Partnership income: onus not discharged
19.12.2008

The AAT has held that the taxpayer, who had lodged tax returns for several income years which included assessable income from a partnership with her ex-husband, failed in discharging the onus of establishing that the share of partnership income was wrongly included in the returns (Steele v FCT [2008] AATA 1143).

 

The AAT said of the taxpayer’s evidence:

 

“On balance, I accept Mrs Steele’s evidence that she did not receive any partnership income from her husband and was not a partner in any business for the years ending 30 June 1997, 1998 and 1999. Mrs Steele gave every appearance of being a witness of truth and provided an honest account of how her returns came to be prepared.
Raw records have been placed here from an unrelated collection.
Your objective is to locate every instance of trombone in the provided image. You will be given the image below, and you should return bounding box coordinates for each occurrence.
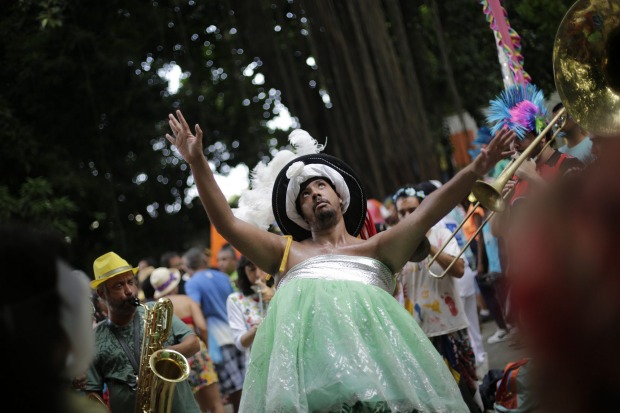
[471,107,566,212]
[427,118,566,278]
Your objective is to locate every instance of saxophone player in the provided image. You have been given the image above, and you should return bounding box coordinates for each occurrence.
[84,252,200,413]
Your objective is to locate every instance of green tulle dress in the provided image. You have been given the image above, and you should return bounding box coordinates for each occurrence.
[241,255,468,413]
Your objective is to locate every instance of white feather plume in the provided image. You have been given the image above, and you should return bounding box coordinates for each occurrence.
[233,129,325,230]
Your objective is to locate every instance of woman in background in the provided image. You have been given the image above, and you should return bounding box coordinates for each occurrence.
[226,256,275,364]
[149,267,225,413]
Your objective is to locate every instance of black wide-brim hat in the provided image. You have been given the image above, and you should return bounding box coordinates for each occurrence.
[271,154,366,241]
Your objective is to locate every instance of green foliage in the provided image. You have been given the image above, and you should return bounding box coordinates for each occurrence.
[0,0,568,270]
[0,178,77,238]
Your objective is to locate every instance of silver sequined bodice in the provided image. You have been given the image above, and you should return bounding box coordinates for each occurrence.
[278,255,396,294]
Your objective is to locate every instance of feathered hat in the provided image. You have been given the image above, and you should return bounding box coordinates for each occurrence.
[233,129,366,241]
[486,84,549,140]
[233,129,324,230]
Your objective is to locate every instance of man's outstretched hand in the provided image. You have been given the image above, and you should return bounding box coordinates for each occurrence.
[473,128,516,176]
[166,110,204,165]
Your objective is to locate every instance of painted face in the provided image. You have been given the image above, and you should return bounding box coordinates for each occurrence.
[299,178,342,227]
[245,264,267,284]
[396,196,420,220]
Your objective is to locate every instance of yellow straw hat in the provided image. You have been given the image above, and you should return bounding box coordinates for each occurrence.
[90,252,138,289]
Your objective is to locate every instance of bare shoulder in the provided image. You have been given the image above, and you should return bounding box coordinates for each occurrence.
[284,237,379,273]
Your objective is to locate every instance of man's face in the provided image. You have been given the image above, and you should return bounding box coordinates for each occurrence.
[553,111,579,133]
[298,178,342,229]
[97,271,138,314]
[217,250,237,274]
[396,196,420,221]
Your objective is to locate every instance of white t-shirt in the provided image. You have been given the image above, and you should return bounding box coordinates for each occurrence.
[400,222,469,337]
[435,214,477,297]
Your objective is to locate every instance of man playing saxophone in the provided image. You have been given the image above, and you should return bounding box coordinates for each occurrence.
[84,252,200,413]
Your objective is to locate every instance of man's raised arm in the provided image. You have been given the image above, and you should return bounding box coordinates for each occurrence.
[376,129,515,271]
[166,110,286,273]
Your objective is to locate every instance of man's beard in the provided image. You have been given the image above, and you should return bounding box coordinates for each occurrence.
[108,298,136,314]
[316,208,337,229]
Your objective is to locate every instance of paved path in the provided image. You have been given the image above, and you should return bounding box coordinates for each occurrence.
[225,321,526,413]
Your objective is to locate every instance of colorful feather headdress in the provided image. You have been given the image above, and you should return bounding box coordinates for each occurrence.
[486,84,549,139]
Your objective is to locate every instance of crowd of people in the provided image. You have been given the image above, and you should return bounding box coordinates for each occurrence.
[0,13,620,413]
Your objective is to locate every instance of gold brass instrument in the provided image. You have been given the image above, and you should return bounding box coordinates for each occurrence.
[135,297,189,413]
[428,0,620,278]
[427,122,566,278]
[472,0,620,212]
[553,0,620,136]
[409,237,431,262]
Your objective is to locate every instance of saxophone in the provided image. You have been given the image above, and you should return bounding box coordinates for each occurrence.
[135,297,189,413]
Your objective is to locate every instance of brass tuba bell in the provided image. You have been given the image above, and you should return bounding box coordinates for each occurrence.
[553,0,620,136]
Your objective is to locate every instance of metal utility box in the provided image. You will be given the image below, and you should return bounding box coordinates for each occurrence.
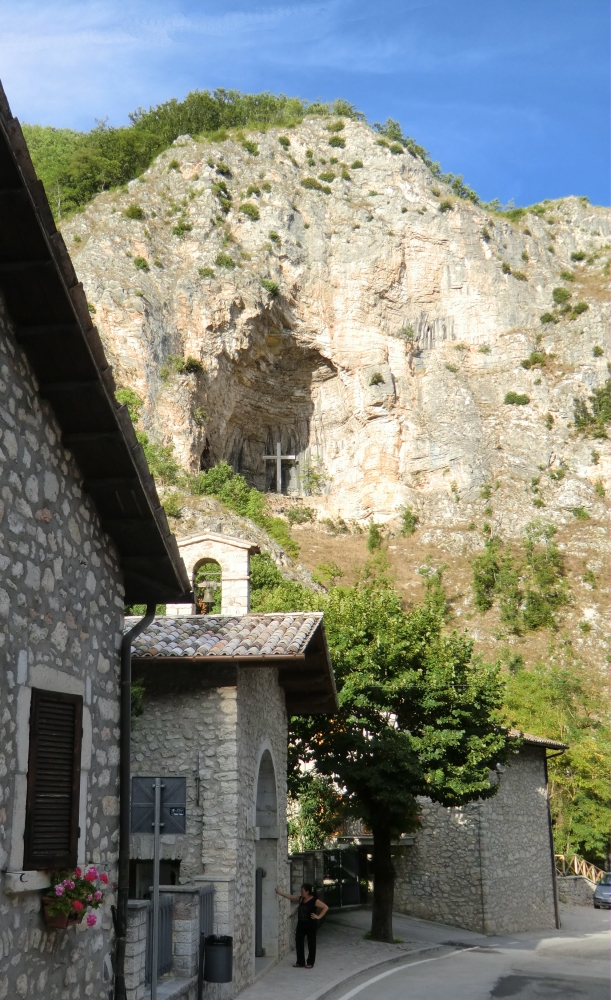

I accept that Mrs Steele may not have known that her returns contained so-called ‘partnership income’ that was additional to the income covered by her group certificates. This ignorance does not, however, excuse her from any responsibility for the information furnished in the returns lodged in her name. Mrs Steele does not deny that the copies furnished by the Commissioner were lodged by her tax agent.

 

The factual basis for establishing any partnership income on which to base assessment is shallow. I accept that Mrs Steele did not agree to any partnership with her ex-husband, and without consent there can be no partnership. As a roofer making personal exertion income, the Commissioner may have been justified in querying claims by her ex-husband of partnership with Mrs Steele. However, this is not at issue for the Tribunal’s review.”

 

Despite this, the AAT held that the taxpayer had not discharged the onus of establishing that the assessments were excessive, even if it were accepted, on balance, that the taxpayer did not receive the partnership income.  It is suggested that the AAT may have imposed too high a burden of proof on the taxpayer in this case.